Smoothly evolving the cultural traditions of survival

WE do not have the tens of millions of souls that enable modern first-world nations to quietly step ahead, leaving entire stubborn populations to be forgotten in the mould of obsolete traditions, and referred to as, Archaeological case studies: Living reflections of past times. The seasons of functional time spaces have been changing faster than ever before in the last 100 years. What was en vogue 20 years ago, has to evolve to exist today, or it will definitely disappear.
If you are reading this article, and are a teacher, retired or else, then you are crucial to this process. I’m suggesting an ‘Adult Education-Restore Project’ to confront the simple fact that we have too many illiterate citizens of a productive age.

EYE-OPENER
Recently, I had an eye-opening, ongoing set of discussions with a village chairman (who also indicated that this was affecting other village chairs) concerning this matter, and he lamented his predicament at how easily rumours become fact, and his inability to dispel them, by way of either the print media or Internet due to this very dilemma.
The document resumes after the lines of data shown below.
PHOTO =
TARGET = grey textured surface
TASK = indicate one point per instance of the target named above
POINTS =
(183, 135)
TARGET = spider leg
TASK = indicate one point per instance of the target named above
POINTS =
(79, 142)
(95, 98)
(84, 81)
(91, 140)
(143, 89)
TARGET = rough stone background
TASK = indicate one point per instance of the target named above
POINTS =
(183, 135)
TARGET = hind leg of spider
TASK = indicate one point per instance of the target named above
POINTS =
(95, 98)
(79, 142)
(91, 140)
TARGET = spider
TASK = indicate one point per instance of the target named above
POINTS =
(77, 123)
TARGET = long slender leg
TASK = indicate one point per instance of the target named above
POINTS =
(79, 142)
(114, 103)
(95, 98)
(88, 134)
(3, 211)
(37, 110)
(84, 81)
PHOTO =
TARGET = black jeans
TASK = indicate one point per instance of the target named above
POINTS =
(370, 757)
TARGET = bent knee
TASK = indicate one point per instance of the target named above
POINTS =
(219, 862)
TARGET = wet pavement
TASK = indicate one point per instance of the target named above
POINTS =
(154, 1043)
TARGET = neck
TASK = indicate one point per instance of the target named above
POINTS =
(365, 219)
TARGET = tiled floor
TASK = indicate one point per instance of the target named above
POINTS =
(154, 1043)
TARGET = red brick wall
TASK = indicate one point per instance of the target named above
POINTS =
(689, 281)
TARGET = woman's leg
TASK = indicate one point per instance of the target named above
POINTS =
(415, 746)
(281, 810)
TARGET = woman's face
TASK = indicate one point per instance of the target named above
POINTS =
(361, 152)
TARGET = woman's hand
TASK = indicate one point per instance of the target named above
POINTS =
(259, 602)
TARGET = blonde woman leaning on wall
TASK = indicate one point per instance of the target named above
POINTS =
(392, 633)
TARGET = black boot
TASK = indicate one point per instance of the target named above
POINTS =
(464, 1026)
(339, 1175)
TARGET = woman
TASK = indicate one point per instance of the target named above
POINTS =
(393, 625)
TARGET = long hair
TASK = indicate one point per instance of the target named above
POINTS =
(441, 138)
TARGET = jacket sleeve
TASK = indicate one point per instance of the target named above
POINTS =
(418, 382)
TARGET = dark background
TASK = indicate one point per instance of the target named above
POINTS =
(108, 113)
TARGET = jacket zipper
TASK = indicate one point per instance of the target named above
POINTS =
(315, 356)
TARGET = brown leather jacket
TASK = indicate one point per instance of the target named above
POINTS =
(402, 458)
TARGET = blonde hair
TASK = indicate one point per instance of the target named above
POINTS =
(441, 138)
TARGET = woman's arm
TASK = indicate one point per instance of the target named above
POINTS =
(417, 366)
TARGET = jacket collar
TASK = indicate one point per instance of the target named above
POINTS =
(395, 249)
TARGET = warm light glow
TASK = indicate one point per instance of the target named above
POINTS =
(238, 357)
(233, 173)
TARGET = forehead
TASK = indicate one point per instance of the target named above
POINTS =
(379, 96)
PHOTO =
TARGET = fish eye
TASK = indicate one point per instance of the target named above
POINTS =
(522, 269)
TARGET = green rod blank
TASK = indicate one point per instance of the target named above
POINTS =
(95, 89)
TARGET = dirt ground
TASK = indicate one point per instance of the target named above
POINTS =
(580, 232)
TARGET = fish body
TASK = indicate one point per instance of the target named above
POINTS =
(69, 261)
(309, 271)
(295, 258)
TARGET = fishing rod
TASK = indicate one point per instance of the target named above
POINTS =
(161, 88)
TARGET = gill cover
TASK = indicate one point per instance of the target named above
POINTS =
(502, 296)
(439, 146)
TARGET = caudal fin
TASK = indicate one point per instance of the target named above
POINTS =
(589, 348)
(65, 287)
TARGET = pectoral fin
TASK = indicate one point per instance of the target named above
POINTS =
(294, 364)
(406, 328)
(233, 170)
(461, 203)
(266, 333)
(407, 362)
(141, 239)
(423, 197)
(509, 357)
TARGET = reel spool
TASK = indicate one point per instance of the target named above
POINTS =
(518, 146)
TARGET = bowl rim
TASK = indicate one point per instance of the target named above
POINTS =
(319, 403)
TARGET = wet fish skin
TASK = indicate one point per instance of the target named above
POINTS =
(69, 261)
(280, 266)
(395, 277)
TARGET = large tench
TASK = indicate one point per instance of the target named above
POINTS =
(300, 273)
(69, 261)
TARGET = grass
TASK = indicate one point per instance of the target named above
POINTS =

Traditional means of doing business relied on scruples, a virtue that has long been eroded, particularly in the last 20 or so years.
The predominant traditional cultural methods of sustenance referred to entails the following: the journey to ‘bush-bottom’, pork-knockers, timber-grant employment, and fishermen. Services such as ‘cutlass weeder,’ shovel men, canecutters, cash-crop farmers and livestock producers will all be faced with inevitable challenges in the near future.
For the latter, on the horizon lies the cloud of GMO (Genetically Modified Organism) influences, which are sure to creep into our safe haven. Sources have already indicated that this uncertain technology is already here, deciphering for our farmers whether genetically modified crops are beneficial to them and the nation; whether it’s good or dangerous.

MATTER OF TRUST
We already don’t trust much of what appears in our markets; what is sprayed to encourage forced ripening. I can recall discussing with a schoolmate, Veronica Boyce, in the mid-90s about why fishermen at Mahaica were being forced to go farther out to sea to fish.
The fact was that they were fishing throughout breeding periods, wiping out young fish stocks that were later dumped on the foreshore as unsuitable for the market.
She lamented that 90% of the fishermen could not read nor write, and would view any oral information implying change with suspicion and disbelief.
It is not impossible to conceive that procedures to test produce will become a necessity locally, and that large farms with certified organic produce will soon replace the defaulters.

BAINS & BOODOO
I had developed a comic book in the late 90s featuring two farmers, BAINS& BOODOO, for the Pesticides and Toxic Control Board, headed by Basudeo Dwarka. That was initiated after I had written a letter concerning a citizen who had died after eating a papaya. That book instructed farmers on how to use pesticides, etc. I’m not sure of the continued success; Dwarka even wanted to develop animation skits, but that never came through.
A sewing course would not produce a seamstress or tailor without that person being ble to read catalogues and trade books on preferable cloth types, and to understand techniques for requested styles. This also applies to all traditional industries, especially those areas that were guided by passed-down oral practices not documented, that were developed by trial and error, as with the traditional village midwives whose wealth of knowledge, I pray, was recorded some place.

THE VALUE OF READING
The ability to read and record has to be resuscitated; experience learnt need not be ignored, but rather incorporated in the current methodology.
It was not the primitive shovel men with their traditional knowledge of yesteryear that breached the conservancy in 2005, plunging us into death and misery. Nor are they the traditional pork-knockers who’re loyal to their fellow villagers that are now causing so much death in the “gold bush” through their cavalier approach to mining, singularly fuelled by greed.
This is where the crisis lies. I must commend the Police Force on their Career Day recently among the schools, as this is a way to breach the problem that they themselves had.
The major hurdle lies in the villages and townships across our nation, especially in the prisons, where the development of moral logic, based on the transference of positions, responsibility of choice, and the alternative relevance of education can be debated and coerced.
Retired teachers with their faculties intact need not be wasted; subtle methods can be employed towards evolving the workforce engaged in the mentioned traditional economic activities, and to save those adults who, I have learnt, may belong to a second or third generation in that condition, the embarrassment of being taunted for not being able to read and write.
Each time space of our cultural experience should be recorded for the guidance and enlightenment of the coming generation, who need not guess their way.